Motion Compensated Frame Rate Upconversion

For many applications, video is transmitted over bandwidth limited channels and low frame rates combined with high compression ratios have to be used to meet the bit rate constraints. A typical example of such an application is digital video broadcasting for mobile devices (i.e. DVB-H), where relatively low frame rates of 15fps are common. As the lower frame rate also translates to a reduced bit rate, a frame rate of 15fps allows the operators to offer more channels in the same amount of spectrum than when higher frame rates are used. Unfortunately, the low frame rate also causes the motion in the video sequence to appear uneven or jerky, as the human visual system starts to notice individual frames when the frame rate is below a certain value.

Motion compensated frame rate upconversion (MCFRUC) can be used to increase the frame rate of a video sequence. As the upconversion algorithm takes motion into account, objects in the interpolated frames are at the correct locations. An example for an upconversion ratio of 2, i.e. the interpolated frame is temporally located in the middle between the original frames, is shown in Fig. 1. Due to the higher frame rate, motion appears smoother than in the original sequence and watching the sequence is more enjoyable for the user.

Fig. 1: Original (left and right) and interpolated frame obtained by MCFRUC

In order to generate interpolated frames, an MCFRUC method estimates the motion between the original frames of the video sequence and uses motion compensation to obtain interpolated frames. A problem is that the motion estimation can in some cases fail, e.g. when objects move fast or new objects appear in the sequence. The erroneous motion estimates cause upconversion artifacts, which can be annoying for the user and significantly reduce the perceived video quality

We propose a MCFRUC method that uses multiple interpolation paths and a median filter in order to mitigate upconversion artifacts. The effect of the median filter is illustrated in Fig. 2 for a frame of the Foreman sequence. The frames (a,b,c) are the inputs of the median filter, the frame (d) is the output. As can be seen, the frame (d) has significantly fewer artifacts than any of the input frames.

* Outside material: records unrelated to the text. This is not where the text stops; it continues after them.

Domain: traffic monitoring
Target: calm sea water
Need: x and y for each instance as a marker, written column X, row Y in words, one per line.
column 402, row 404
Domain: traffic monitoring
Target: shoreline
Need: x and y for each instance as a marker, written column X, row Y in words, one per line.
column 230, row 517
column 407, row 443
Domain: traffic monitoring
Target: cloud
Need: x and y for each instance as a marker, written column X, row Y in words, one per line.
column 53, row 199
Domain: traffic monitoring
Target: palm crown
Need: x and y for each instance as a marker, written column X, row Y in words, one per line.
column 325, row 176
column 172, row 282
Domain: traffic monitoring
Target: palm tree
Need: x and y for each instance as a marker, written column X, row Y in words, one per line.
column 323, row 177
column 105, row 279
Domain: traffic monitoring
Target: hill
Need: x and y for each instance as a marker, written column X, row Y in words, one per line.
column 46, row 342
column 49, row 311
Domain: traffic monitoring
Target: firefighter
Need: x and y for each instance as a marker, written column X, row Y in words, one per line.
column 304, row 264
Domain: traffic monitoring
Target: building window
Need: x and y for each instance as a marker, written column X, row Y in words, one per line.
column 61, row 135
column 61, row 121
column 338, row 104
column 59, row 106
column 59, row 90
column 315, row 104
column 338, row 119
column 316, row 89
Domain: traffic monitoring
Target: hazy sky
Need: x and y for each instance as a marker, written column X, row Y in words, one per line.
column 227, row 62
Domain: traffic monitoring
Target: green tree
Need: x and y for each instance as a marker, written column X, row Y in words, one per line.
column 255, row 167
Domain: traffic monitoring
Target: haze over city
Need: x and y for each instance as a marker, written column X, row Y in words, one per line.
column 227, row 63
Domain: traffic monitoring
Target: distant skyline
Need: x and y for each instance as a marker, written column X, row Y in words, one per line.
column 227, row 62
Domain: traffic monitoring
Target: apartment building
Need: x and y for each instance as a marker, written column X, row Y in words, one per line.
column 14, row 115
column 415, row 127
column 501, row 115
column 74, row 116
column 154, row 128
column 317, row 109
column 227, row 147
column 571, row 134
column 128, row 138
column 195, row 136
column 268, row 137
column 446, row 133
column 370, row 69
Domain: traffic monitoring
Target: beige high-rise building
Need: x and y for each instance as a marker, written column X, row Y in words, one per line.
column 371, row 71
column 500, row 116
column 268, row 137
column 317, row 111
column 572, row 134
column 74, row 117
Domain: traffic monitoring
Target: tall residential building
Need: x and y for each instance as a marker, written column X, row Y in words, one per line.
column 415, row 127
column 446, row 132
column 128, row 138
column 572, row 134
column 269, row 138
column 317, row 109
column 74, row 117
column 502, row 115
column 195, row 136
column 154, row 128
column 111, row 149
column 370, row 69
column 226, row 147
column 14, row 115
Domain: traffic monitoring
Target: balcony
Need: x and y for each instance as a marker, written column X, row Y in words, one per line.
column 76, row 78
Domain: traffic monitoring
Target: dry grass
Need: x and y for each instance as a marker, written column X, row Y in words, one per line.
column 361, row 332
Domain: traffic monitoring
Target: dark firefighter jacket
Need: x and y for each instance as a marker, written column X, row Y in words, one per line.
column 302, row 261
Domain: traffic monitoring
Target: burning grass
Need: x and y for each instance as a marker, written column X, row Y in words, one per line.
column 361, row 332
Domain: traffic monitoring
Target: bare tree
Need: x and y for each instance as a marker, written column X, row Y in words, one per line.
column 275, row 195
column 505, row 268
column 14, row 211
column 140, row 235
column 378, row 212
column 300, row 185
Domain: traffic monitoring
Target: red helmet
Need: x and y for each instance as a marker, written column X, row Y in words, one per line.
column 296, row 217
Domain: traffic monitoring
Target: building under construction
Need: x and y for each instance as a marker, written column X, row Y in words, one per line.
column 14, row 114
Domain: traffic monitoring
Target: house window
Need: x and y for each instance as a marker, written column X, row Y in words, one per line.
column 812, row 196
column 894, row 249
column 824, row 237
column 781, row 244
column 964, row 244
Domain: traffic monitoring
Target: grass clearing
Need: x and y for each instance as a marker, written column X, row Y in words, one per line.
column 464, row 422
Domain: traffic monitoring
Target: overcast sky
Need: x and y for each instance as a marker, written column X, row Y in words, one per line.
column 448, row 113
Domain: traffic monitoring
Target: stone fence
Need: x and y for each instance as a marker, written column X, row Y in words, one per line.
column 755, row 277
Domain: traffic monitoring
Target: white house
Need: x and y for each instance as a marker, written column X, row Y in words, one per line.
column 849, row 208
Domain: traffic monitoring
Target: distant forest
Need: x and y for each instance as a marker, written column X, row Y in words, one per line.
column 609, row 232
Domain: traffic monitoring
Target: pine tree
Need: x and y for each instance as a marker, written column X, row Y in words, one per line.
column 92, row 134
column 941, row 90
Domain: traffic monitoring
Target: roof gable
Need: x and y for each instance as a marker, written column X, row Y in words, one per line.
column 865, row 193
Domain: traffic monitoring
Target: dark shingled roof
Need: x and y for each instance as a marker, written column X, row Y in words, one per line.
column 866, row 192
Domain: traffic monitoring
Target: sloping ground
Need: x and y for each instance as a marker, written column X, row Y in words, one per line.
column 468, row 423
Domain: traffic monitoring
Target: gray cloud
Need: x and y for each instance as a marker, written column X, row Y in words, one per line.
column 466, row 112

Fig. 2: Effect of the median filter

Our method also uses an efficient motion estimation method and is intended for real time operation on mobile devices, such as cell phones or media players. We are currently in the process of publishing our work, please check back in the near future for updates. An upconversion result for the Foreman sequence is shown in Fig. 3 (the video is about 14MB, please allow some time to load).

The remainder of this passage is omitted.